The Second Phalanx swayed and its front crumbled.
I saw the yellow and red flags go down.
Voves began to pour through a narrow gap that rapidly widened. At my instant order Volodu blew Sixth Kerchuri; but Nath was before me and I saw the Sixth moving up, solid and dense in their masses, the crimson and bronze shouldering forward to plug the gap. The Second recovered. The officers down there were raging and bellowing and the files reformed and the pikes came down again, all in line. But the lines were thinner, now.
The confusion down there tantalized me. The voves recoiled and came on again. The Phalanx held. I saw the rear markers going up, the Bratchlins urging the men on. I saw the swaying movement as though the very sea itself sought to pour on and over a line of rocks. And the zorcamen were in among the voves now, prancing around on their nimble steeds, striking and sliding return blows. The state of flux might continue, or it might break on an instant.
Zankov flung his infantry in, before they had time to decide if the day was lost or won, hurling them on intemperately to support the charge, to get in among the Phalanx.

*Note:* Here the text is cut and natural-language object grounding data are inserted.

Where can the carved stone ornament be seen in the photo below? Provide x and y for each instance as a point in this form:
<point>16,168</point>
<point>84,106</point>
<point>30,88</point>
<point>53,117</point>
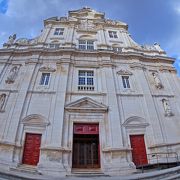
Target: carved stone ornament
<point>157,81</point>
<point>12,75</point>
<point>167,108</point>
<point>47,68</point>
<point>124,72</point>
<point>2,102</point>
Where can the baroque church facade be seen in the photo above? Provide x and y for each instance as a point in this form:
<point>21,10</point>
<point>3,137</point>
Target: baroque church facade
<point>85,95</point>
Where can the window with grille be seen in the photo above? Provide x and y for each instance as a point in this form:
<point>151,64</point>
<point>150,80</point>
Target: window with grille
<point>45,79</point>
<point>59,31</point>
<point>86,44</point>
<point>113,34</point>
<point>125,81</point>
<point>86,80</point>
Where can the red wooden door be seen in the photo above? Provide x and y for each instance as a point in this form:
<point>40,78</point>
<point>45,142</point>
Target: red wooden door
<point>31,149</point>
<point>139,155</point>
<point>86,153</point>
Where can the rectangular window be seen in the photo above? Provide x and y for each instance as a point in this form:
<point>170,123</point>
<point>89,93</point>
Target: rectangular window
<point>113,34</point>
<point>86,44</point>
<point>54,46</point>
<point>125,80</point>
<point>86,80</point>
<point>59,31</point>
<point>45,79</point>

Our own infantry moved to mask the flanks, channeling the attack onto the melee. The Hakkodin now had fresh targets for their axes and halberds and two-handed swords.
This was the crucial moment.
Even when he fights in the melee a clansman is an opponent greatly to be feared. Even when he does not hurl forward in the charge, he is a fighting man of enormous power. The slogging match had begun.
At that instant a troop of zorca riders flew up the long slope to my left side, riding hard, and I saw they were girls, Jikai Vuvushis.
Some of the Emperor’s Sword Watch angled out to halt them; but I saw the leader, drooping in the saddle, saw the arrow in her shoulder.
“Let her through!” I bellowed.
Jilian hauled her lathered zorca up before me. Her pale face was so white I fancied she had no blood left at all, and knew that was not so, as the blood stained around the ugly shaft in her shoulder. She tried to smile and the pain gripped her.
“I am sorry to see you in such case, Jilian.” I spoke with anger. “I had thought you in the reserve where—”
“Where you ordered my girls, aye, Jak, I know. But I have had another zhantil to saddle. My regiment is in the reserve and will go forward with the victory.” She swayed and I
leaned down from the nikvove and got a hand under her armpit. “But there is no time. You must fly—” Her gaze flicked to the reserve troop of flutduins who waited beside Karidge’s Brigade, in the reserve, under my hand. Her girls were there, brilliant and chattering, and every eye fixed on that titanic fight going on along the face of the ridge. I looked there, alert for any change; but the slogging match continued and the Phalanx had not moved and the clansmen had not retired. Men were dying down there, dying by the hundred.
“The empress . . .” Jilian swayed and I was off the nikvove and hauled her off her zorca, and held her, looking down, and my face must have appeared like a chunk of granite.
“What of the empress?”
Jilian caught her breath. And I saw she bore an axe wound in her side, gashing and horrible, exposing pink and white ribs.
“That is nothing, Jak. The empress needs assistance — the Sakkora Stones—”
“I know it.” I placed her down, gently, for she was a great spirit, and bellowed at my company of brilliant aides. “Send to Seg Segutorio, the Kov of Falinur, commanding the vaward. My compliments. He is now commanding the army.” I was running toward the flutduins as I shouted, and each one of the great birds ruffled his feathers, as though asking me to pick him. “Tell the Kov to send in the reserve the moment the line wavers. Not before, not afterwards. He will know.”
Then I was hauling the flutduin Jiktar off his bird and mounting up, disdaining the straps of the clerketer. Everyone was yelling. Shouts of consternation broke from the Emperor’s Sword Watch. The flutduin troop gaped. I cracked the bird and he rose at once, his wings wide and gorgeous and of immense power. Together we rose into the air.
Below us a tremendous battle raged. Thousands of men were locked in hand-to-hand combat. I barely saw the red horror of it, barely heard the screeching din.